Когда мы познакомились ближе и как бы подружились (насколько возможна была дружба с этим странным человеком), я все искала к нему ключа, хотела до конца понять его и не могла. Чувствовалась в нем затаенная нежность, которой он стыдился и которую не хотел показывать. Вот, например, прорвалось у него как-то о школьниках, его учениках: "Поднимают лапки, замазанные чернилами". Значит, любил он этих детей, если так ласково сказал. Но это проскользнуло случайно.

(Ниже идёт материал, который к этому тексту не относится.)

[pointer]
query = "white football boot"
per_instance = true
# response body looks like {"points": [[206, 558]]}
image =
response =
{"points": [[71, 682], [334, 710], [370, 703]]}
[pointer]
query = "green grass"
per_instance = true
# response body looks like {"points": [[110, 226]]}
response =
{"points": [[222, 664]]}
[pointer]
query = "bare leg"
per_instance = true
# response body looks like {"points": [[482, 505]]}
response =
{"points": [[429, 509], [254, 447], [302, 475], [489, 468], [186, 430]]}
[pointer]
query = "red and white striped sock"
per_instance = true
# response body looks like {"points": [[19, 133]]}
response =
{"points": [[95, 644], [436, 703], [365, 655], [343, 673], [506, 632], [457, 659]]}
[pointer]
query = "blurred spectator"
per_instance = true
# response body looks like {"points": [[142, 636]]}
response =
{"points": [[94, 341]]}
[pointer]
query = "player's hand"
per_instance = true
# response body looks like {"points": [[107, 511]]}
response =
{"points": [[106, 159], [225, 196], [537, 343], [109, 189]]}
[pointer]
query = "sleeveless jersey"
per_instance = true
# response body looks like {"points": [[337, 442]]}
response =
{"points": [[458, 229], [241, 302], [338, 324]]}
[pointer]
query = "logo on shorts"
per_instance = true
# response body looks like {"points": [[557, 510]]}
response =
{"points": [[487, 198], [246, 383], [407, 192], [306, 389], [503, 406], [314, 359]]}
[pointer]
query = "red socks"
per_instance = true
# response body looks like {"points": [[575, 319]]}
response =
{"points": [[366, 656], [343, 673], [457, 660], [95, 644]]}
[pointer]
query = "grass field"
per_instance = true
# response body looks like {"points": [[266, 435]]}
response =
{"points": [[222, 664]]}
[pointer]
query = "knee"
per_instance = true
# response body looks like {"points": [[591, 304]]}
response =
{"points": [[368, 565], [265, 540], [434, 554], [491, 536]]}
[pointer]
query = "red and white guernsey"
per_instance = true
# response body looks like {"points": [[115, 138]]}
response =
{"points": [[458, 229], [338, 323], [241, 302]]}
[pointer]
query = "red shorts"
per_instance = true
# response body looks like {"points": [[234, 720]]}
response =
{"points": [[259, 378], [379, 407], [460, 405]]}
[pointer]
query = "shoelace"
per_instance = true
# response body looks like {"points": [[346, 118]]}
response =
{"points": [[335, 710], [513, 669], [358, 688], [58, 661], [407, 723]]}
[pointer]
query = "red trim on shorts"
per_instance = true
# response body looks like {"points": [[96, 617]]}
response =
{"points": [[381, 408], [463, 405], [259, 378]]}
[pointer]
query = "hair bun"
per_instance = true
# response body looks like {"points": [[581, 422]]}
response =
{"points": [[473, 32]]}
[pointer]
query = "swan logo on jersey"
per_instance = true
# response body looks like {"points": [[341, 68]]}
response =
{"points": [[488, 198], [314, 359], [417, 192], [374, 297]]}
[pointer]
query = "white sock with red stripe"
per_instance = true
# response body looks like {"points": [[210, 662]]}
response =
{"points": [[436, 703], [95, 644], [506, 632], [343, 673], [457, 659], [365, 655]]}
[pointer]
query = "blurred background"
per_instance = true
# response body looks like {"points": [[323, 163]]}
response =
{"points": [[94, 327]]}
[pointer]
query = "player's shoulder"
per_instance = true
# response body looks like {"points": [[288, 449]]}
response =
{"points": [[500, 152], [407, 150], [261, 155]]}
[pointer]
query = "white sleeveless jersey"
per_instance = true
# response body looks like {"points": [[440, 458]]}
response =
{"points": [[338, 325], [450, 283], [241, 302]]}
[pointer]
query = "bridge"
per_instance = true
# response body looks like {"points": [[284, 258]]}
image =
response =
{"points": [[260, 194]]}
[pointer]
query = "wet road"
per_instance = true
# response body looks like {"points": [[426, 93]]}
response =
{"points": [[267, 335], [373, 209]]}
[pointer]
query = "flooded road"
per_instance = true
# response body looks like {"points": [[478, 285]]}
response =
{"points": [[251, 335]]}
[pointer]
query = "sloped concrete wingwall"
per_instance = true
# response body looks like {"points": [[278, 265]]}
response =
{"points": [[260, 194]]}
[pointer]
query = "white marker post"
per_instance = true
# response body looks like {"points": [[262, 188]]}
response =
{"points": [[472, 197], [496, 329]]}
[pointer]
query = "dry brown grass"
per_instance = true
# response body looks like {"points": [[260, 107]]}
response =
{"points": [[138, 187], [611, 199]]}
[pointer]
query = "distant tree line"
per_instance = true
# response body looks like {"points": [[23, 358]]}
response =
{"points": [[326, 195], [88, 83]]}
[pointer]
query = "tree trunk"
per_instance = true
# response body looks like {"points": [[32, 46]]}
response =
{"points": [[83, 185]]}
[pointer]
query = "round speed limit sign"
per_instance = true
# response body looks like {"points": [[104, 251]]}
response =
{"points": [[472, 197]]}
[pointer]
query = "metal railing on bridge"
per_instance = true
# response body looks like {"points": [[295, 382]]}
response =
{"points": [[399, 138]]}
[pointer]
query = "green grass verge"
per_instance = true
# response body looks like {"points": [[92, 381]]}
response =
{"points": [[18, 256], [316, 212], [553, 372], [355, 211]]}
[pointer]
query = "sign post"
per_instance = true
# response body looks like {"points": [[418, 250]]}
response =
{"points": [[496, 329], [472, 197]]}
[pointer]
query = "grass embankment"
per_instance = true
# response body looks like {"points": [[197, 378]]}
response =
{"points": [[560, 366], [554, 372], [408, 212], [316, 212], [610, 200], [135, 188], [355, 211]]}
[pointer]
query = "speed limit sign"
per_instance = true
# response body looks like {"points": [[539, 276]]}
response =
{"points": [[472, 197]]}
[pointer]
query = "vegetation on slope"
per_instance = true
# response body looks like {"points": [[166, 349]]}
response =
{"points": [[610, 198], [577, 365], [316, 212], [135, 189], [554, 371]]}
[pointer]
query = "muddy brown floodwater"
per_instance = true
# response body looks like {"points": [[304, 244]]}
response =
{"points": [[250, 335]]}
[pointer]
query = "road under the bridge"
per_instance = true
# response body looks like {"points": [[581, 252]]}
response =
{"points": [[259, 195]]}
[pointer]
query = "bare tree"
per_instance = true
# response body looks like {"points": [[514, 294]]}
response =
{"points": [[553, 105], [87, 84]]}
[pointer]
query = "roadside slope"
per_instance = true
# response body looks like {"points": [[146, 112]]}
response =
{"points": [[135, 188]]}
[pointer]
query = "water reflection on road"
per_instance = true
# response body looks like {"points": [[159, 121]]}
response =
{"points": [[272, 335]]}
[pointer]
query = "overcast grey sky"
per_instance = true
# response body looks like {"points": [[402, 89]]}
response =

Вспоминала его стихи, где даже смех благословляется, потому что он детский.

Я верю в творящего Бога,

В святые заветы небес,

Я верю, что явлено много

Бездумному миру чудес.

Но высшее чудо на свете,

Великий источник утех

Блаженно-невинные дети,

Их тихий и радостный смех.

Да, нежность души своей он прятал. Он хотел быть демоничным.

И вот начались вечера с уклоном эстето-эротическим. Писались, читались и обсуждались вещи изощренно эротические. Помню один рассказ Сологуба - не знаю, был ли он напечатан, - где старый король приводит к своей молодой жене юного пажа и смотрит на их ласки. Когда у королевы родился сын, и король, и народ ликовали.

– Это мой сын, - заявлял король. - Я принимал участие в его зарождении.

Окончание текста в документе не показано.